Hint: Use the mean and standard deviation (the square root of variance) of the training set to standardize the validation and test sets.

In [None]:
train_data = ...

validation_data = ...

test_data = ...

print(np.shape(train_data))

## B: Model training

#### Create a convolutional neural network using Keras to be applied to the training set.

In [None]:
model = K.models.Sequential([
    ...
    ])

#### Compile the neural network.

In [None]:
model.compile(optimizer=..., loss=..., metrics=['accuracy'])
model.summary()

#### Fit the neural network using test and validation sets.

Hint: You can use callback for early stopping to avoid overfitting.

In [None]:
history = model.fit(train_data, train_labels, validation_data=(validation_data, validation_labels), batch_size=..., epochs=...)
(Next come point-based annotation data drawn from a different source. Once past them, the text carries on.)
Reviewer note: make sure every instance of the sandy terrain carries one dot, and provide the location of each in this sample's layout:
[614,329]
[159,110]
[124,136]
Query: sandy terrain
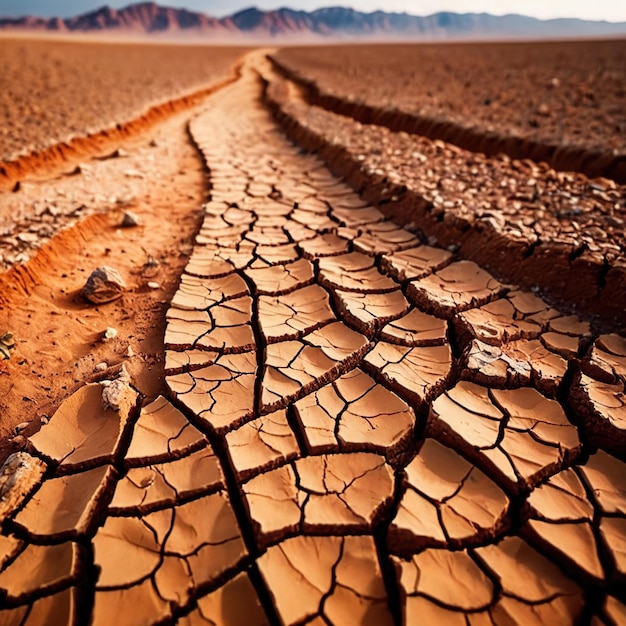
[491,97]
[51,90]
[560,233]
[332,411]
#### Plot the learning curves.

Try to analyze the curves for yourself.

In [None]:
plt.title('Learning Curves')
plt.xlabel('Epochs')
plt.ylabel('Accuracy')
plt.plot(history.history['accuracy'], label='train')
plt.plot(history.history['val_accuracy'], label='validation')
plt.legend()
plt.show()

#### For the validation set, plot the ROC curve. Calculate and report AUC score.

Hint: You should use **predict** function to predict the labels. Then from **metrics** module, call functions to calculate false positive rate, true positive rate and AUC score.

In [None]:
predicted_labels_val = ...
fpr, tpr, _ = ...
auc = ...
print(auc)

#create ROC curve
plt.plot(fpr, tpr)
plt.ylabel('True Positive Rate')
plt.xlabel('False Positive Rate')
plt.show()

#### Predict labels for the test set.

In [None]:
predicted_labels_test = model.predict(test_data)
#submission_array = ... #You can use the commented code below, or any other code that results in a vector of size [~218 x 1] of 0 and 1’s that correspond to
#the predicted label. It is important to do this part correctly, as it directly affects your final score.
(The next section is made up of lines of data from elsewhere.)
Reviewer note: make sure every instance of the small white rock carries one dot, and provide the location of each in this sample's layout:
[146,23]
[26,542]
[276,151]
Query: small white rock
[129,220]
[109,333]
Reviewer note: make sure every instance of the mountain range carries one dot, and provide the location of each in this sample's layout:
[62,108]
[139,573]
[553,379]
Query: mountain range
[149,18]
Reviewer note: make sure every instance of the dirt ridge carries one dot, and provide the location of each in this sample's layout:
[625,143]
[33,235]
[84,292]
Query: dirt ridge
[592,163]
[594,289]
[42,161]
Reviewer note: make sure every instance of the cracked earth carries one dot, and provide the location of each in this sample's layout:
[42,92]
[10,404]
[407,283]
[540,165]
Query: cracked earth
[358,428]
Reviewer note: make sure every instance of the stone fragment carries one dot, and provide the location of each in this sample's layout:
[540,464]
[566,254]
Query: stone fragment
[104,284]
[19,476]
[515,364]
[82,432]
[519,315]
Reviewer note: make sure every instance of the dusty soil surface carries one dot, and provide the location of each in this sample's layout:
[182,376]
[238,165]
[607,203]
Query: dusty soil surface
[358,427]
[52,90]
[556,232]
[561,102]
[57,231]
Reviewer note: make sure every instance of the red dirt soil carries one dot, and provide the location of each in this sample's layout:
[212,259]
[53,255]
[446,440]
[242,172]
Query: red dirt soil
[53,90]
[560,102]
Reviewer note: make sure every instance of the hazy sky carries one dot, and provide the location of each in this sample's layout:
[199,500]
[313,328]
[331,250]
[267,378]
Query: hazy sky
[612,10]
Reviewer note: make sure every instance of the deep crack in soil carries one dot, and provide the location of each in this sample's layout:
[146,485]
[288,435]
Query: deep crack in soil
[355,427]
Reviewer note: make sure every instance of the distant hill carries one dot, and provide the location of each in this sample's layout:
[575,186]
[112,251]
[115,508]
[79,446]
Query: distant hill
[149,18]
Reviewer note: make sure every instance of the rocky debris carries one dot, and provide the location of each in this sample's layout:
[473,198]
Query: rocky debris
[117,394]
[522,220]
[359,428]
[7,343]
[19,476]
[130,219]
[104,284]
submission_array = [0 if predicted_labels_test[i,0]>predicted_labels_test[i,1] else 1 for i in range(np.shape(predicted_labels_test)[0])]

#### Collect the predictions.

In [None]:
x = [i for i in range(1,len(submission_array)+1)]
d = {'Id':x,'Category': submission_array}
df = pd.DataFrame(data=d)
print(df)
file_name = 'submission.csv'
df.to_csv(file_name, sep=',',index=False)

## C: Questions

Think about these questions to demonstrate your lab/results to TA in lab sessions:

**1.** Describe how you chose the layers and activation functions, and explain how these choices are justified based on your dataset’s characteristics and the specific problem you aim to solve.

**2.** How do parameters like the network’s depth, number of filters, and kernel size affect its ability to capture intricate patterns in the data? Describe how you evaluate the number of parameters in your model and how these factors relate to issues like underfitting and overfitting.

**3.** Describe how you optimize model complexity for your task. Discuss techniques such as regularization and grid search, and explain how each could impact your model’s performance and ability to generalize well to new data.